Auto scale learning rate based on batch size

Open vreis opened this issue 6 years ago • 1 comments

🚀 Feature

Motivation

Changing the number of workers in distributed training requires adjusting hyperparameters. https://arxiv.org/abs/1706.02677 proposed a linear scaling rule to adjust the learning rate based on the batch size

Pitch

ClassificationTask should have a flag (default True), that would rescale the learning rate based on the batch size. The task is a natural place to put this since we don't want all parameter schedulers to reimplement the same logic.
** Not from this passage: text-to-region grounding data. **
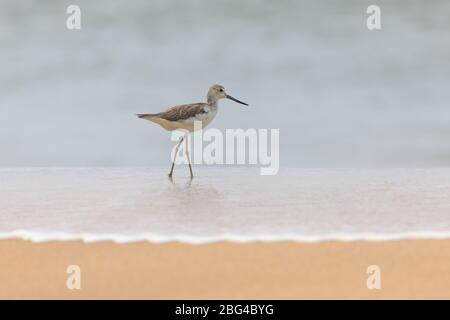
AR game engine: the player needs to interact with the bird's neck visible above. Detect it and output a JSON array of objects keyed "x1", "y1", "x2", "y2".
[{"x1": 207, "y1": 98, "x2": 218, "y2": 109}]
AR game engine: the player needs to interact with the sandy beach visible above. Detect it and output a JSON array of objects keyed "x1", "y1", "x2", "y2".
[
  {"x1": 1, "y1": 239, "x2": 450, "y2": 299},
  {"x1": 2, "y1": 169, "x2": 450, "y2": 299}
]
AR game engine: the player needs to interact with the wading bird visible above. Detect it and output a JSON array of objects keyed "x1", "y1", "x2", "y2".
[{"x1": 137, "y1": 84, "x2": 248, "y2": 178}]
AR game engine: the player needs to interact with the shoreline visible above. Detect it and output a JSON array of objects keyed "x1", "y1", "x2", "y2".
[
  {"x1": 1, "y1": 239, "x2": 450, "y2": 299},
  {"x1": 2, "y1": 168, "x2": 450, "y2": 239},
  {"x1": 3, "y1": 231, "x2": 450, "y2": 243}
]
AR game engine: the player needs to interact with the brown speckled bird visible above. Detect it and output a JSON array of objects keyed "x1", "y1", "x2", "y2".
[{"x1": 137, "y1": 85, "x2": 248, "y2": 178}]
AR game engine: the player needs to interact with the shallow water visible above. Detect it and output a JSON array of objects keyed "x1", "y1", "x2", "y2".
[
  {"x1": 1, "y1": 168, "x2": 450, "y2": 242},
  {"x1": 1, "y1": 0, "x2": 450, "y2": 167}
]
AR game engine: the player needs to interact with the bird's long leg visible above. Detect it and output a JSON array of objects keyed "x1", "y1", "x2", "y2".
[
  {"x1": 184, "y1": 134, "x2": 194, "y2": 178},
  {"x1": 168, "y1": 136, "x2": 185, "y2": 178}
]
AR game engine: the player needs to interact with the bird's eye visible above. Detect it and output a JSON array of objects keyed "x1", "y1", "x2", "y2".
[{"x1": 219, "y1": 88, "x2": 223, "y2": 92}]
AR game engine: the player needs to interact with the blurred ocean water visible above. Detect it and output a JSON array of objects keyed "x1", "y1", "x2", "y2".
[
  {"x1": 1, "y1": 0, "x2": 450, "y2": 168},
  {"x1": 1, "y1": 167, "x2": 450, "y2": 241}
]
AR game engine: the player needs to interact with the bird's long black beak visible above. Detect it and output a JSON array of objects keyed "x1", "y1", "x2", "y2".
[{"x1": 226, "y1": 94, "x2": 248, "y2": 106}]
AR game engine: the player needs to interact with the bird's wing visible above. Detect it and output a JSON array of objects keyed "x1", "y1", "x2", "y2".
[{"x1": 157, "y1": 103, "x2": 208, "y2": 121}]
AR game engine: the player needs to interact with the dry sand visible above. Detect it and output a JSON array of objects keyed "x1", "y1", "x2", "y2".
[{"x1": 1, "y1": 239, "x2": 450, "y2": 299}]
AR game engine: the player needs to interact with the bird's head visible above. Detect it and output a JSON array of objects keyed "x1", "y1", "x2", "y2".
[{"x1": 207, "y1": 84, "x2": 248, "y2": 106}]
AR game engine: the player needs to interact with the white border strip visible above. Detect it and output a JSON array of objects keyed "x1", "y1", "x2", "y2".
[{"x1": 1, "y1": 230, "x2": 450, "y2": 244}]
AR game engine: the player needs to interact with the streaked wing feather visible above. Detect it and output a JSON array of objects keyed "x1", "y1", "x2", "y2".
[{"x1": 158, "y1": 103, "x2": 207, "y2": 121}]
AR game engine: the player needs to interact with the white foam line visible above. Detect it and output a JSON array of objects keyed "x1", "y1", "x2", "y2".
[{"x1": 1, "y1": 230, "x2": 450, "y2": 244}]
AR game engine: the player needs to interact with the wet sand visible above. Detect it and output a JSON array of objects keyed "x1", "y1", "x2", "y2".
[
  {"x1": 2, "y1": 168, "x2": 450, "y2": 241},
  {"x1": 1, "y1": 239, "x2": 450, "y2": 299}
]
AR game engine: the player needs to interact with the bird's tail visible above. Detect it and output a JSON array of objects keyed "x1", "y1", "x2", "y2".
[{"x1": 136, "y1": 113, "x2": 161, "y2": 119}]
We could consider having the same in the optimizer instead, but I have a sense it'll require more boilerplate.

Alternatives

Hydra (http://hydra.cc) would enable a different solution for this problem: the config file could have a "rescale" parameter for the learning rate, and we could use the "interpolation" feature to rescale by "1/{batch_size}", where batch_size is defined elsewhere in the config.

Dec 05 '19 16:12 vreis

Interpolation does not support arithmetic operations (there is an enhancement request in OmegaConf that I will consider in the future).

For now, you could use to get the batch size into the model, and do the auto scaling in code.

model:
   params:
      ...
      batch_size: ${batch_size}

and do the division in the code.

Jan 09 '20 22:01 omry